Harry Truman's selection as Franklin Roosevelt's running mate in 1944 was a big surprise to everyone, including Truman himself. Roosevelt was in poor health and was not expected to live out his term and the nation was still fighting a two front war. Truman, a former haberdasher and failed businessman from Missouri, did not inspire confidence as a replacement for the iconic FDR at such a precarious time in history. When Roosevelt died in April of 1945, Truman told reporters that it "felt like the moon, the stars, and all the planets had fallen on me."
Longtime Wall Street Journal contributor A. J. Baime tells the story of Harry Truman's remarkable transition from county politician to leader of the free world in
The Accidental President: Harry S. Truman and the Four Months that Changed the World. This is a remarkably well-researched account of the beginning of the Truman Presidency and the end of the Second World War, a war that was ended by the most controversial wartime decision likely made by any president: the decision to use the atomic bomb against Japan in August of 1945.
Baime begins with an accounting of the day that Vice-President Truman became President Truman, before embarking on Truman's life story, told in the perfect amount of detail, enough to know how Harry Truman became the man that would come to confront the world's greatest problems. The author introduces the 33rd President to the reader in his many dimensions: Truman the family man, Truman the Jacksonian Democrat, Truman the poker-playing good old boy. Baime's accounting of Truman's first four months as President puts the reader right in the Oval office and paints a picture of a Harry Truman as a man who makes decisions quickly, without wavering. He also provides a fascinating account of the relationship between Truman and Winston Churchill and Joseph Stalin, and has the reader shadow Truman at the historic Potsdam Conference.

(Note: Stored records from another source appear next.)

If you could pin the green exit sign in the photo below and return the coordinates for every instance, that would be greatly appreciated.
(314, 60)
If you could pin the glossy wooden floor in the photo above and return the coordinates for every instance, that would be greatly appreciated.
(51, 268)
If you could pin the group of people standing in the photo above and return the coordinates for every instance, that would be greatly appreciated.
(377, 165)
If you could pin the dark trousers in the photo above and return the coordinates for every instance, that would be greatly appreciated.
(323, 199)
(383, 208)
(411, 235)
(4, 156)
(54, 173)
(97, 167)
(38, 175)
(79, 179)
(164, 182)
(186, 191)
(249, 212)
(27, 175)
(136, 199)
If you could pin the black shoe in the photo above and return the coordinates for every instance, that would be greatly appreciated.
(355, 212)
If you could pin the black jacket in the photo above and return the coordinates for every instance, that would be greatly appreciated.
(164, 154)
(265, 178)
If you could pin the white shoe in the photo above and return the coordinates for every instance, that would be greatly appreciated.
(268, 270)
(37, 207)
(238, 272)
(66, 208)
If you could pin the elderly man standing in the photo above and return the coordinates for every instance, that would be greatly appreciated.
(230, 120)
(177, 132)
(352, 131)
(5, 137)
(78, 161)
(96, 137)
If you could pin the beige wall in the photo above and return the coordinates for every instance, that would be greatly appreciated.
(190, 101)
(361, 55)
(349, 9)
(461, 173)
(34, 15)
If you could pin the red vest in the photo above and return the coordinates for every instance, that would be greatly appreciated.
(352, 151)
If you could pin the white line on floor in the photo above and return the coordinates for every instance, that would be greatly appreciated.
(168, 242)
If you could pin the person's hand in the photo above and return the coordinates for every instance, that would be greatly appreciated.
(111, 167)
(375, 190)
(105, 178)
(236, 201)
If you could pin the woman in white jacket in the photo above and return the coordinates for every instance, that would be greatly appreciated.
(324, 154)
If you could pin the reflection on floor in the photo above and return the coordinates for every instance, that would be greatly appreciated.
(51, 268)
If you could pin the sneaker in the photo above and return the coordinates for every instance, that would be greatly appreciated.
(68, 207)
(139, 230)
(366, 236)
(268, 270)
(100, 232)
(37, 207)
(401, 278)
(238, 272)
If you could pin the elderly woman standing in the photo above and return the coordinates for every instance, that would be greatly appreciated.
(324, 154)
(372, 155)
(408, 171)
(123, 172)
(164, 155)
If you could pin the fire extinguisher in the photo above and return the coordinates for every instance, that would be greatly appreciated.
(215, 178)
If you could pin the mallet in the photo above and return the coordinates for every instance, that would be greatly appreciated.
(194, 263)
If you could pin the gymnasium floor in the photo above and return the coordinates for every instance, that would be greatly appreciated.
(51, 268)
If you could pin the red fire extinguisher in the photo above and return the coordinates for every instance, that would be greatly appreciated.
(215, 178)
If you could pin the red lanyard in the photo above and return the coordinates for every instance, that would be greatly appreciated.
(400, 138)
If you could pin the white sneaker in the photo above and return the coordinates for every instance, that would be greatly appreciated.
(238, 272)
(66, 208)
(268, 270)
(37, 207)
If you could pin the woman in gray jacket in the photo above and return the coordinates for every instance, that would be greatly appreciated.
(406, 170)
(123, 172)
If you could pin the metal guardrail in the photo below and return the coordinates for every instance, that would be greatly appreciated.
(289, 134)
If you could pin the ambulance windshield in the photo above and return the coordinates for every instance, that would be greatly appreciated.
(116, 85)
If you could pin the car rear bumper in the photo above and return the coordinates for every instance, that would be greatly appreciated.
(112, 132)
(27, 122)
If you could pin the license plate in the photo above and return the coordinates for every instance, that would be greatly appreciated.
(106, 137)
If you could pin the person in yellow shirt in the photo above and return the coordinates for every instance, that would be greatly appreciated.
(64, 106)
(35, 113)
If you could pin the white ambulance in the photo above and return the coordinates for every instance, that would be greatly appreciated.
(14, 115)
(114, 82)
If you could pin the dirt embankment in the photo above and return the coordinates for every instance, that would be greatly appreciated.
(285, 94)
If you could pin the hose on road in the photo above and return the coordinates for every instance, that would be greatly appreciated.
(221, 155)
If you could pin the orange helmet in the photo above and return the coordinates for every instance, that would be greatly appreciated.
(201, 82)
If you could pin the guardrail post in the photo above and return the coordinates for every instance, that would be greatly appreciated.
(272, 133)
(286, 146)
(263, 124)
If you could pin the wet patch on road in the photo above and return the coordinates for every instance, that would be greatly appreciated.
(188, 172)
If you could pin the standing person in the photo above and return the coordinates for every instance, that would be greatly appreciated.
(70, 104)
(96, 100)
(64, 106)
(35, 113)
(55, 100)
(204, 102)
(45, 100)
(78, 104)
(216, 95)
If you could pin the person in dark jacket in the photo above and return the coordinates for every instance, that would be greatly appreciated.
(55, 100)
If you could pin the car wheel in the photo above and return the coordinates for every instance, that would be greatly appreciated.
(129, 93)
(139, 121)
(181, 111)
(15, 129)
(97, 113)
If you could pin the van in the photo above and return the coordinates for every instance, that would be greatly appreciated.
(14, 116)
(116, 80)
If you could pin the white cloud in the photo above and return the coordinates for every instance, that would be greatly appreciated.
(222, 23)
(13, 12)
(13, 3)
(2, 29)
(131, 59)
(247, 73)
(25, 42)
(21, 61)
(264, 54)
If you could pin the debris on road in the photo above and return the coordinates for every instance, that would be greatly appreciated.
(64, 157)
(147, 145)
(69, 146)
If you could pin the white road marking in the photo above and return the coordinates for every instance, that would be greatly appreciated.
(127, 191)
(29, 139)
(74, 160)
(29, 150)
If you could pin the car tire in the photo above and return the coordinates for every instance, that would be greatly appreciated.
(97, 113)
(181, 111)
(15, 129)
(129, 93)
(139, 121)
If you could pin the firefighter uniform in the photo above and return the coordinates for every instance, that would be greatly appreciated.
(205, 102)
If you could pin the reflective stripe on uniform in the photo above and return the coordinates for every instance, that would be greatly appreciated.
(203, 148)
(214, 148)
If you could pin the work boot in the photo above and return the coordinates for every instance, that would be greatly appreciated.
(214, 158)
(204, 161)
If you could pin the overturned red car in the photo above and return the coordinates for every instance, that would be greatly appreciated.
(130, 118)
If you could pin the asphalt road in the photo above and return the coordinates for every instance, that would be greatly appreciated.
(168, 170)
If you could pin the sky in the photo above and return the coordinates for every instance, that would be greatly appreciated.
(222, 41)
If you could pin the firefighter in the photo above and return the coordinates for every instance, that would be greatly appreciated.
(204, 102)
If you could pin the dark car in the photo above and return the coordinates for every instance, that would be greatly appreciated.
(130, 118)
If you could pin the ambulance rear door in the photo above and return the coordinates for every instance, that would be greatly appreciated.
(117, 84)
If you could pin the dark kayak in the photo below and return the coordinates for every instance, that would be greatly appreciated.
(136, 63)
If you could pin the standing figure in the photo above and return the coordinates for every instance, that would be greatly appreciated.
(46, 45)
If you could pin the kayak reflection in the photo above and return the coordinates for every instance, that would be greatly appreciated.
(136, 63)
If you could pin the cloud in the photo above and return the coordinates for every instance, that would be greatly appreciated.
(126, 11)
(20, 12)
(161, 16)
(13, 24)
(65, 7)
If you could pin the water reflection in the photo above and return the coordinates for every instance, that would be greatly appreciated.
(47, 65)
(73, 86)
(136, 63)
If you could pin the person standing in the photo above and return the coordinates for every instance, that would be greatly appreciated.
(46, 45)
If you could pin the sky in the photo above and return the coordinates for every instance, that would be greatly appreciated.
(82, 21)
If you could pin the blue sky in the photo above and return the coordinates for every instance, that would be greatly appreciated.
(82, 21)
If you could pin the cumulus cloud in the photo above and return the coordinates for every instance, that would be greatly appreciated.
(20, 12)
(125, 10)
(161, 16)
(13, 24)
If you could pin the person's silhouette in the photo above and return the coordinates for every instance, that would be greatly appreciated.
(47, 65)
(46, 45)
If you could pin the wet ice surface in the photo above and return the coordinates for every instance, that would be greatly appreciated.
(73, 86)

This book is not only about Truman. It also ably tells the story of the development and the deployment of the atomic bombs that fell on Hiroshima and Nagasaki. Baime has the wonderful ability to make the reader that he or she is witnessing these events as they occur from close vantage. His accounting of the actions and emotions of the crew of the Enola Gay (the plan from which the first atomic bomb fell) is fascinating. His extensive use of Truman's diaries, as well as the personal first-hand accounts of many of the participants who were present at these events enhances the reader's feeling of watching these events at the time of their occurrence. Baime also has that wonderful author's gift of being able to tell the reader something he or she did not know before. For example, we learn of Joseph Stalin's revelation to Truman of the Russian leader's belief that Adolf Hitler was alive and living in South America, or of how Truman dressed down a sleazy army officer who offered to act as a pimp for the President at Potsdam.

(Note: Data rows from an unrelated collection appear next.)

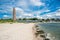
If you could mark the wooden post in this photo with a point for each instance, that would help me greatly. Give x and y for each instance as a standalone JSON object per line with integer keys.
{"x": 14, "y": 14}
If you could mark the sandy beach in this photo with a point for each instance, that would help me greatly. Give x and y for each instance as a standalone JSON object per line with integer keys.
{"x": 16, "y": 31}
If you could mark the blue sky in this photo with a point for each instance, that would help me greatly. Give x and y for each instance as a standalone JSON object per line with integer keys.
{"x": 30, "y": 8}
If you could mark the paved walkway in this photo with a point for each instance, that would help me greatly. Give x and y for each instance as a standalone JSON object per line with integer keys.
{"x": 16, "y": 31}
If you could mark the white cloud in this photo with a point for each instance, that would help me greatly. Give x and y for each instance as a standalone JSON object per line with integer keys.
{"x": 36, "y": 2}
{"x": 19, "y": 10}
{"x": 26, "y": 14}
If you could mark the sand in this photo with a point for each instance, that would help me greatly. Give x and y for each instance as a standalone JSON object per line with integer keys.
{"x": 16, "y": 31}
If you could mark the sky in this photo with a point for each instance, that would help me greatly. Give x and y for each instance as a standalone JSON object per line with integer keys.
{"x": 30, "y": 8}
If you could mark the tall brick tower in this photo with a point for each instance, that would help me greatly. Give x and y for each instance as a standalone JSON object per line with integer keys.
{"x": 14, "y": 14}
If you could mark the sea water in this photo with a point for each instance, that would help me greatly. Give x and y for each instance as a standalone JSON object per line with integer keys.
{"x": 53, "y": 29}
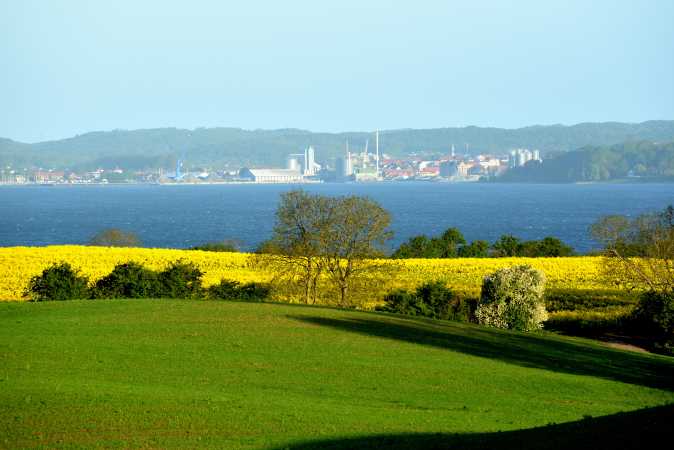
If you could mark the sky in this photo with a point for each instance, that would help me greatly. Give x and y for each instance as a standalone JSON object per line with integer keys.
{"x": 70, "y": 67}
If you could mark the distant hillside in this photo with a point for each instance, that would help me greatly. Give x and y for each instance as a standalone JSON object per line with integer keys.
{"x": 221, "y": 146}
{"x": 638, "y": 160}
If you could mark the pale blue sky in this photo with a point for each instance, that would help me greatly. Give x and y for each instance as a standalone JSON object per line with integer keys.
{"x": 69, "y": 67}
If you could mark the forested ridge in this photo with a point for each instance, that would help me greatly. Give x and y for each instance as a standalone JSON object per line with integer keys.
{"x": 220, "y": 147}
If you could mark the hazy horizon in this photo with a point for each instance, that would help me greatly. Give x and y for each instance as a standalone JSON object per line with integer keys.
{"x": 77, "y": 67}
{"x": 335, "y": 131}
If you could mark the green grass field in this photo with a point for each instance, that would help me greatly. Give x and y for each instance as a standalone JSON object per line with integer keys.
{"x": 160, "y": 374}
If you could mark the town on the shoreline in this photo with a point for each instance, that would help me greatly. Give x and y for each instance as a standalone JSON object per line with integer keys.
{"x": 355, "y": 165}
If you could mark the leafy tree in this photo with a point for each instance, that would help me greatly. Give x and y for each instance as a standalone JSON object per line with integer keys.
{"x": 512, "y": 298}
{"x": 444, "y": 246}
{"x": 507, "y": 245}
{"x": 547, "y": 247}
{"x": 449, "y": 243}
{"x": 355, "y": 232}
{"x": 58, "y": 282}
{"x": 114, "y": 237}
{"x": 224, "y": 246}
{"x": 639, "y": 252}
{"x": 476, "y": 249}
{"x": 415, "y": 247}
{"x": 181, "y": 279}
{"x": 128, "y": 280}
{"x": 233, "y": 290}
{"x": 295, "y": 249}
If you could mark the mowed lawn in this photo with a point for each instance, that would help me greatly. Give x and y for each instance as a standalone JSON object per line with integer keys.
{"x": 160, "y": 374}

At times, Baime seems too enamored with Truman to consider that his subject may have had faults. Truman was schooled in the bare-knuckled political academy of the corrupt Pendergast machine and while the author acknowledges the shady dealings of this organization, he is convinced of Truman's absolute honesty. Truman made a lot of snap decisions, and while he was decisive, the author never questions whether Truman was too hasty at times in some of these snap judgements. But it is hard to question the author's objectivity, given the depth of his research and the completeness of his description of the circumstances surrounding the challenges Truman faced. The author provides an especially well-considered post mortem of Truman's decision to unleash the first nuclear weapons, providing his own defense of why he believes Truman was correct in doing so.
Baime serves up excellent history in telling a remarkable story of unique circumstances that placed the under-estimated ordinary guy from Independence in the position of having to shape the world that we live in today. He does so in a manner that is thorough and complete, informative and insightful, and which makes the reader feel present and close at some of the most interesting events in recent history.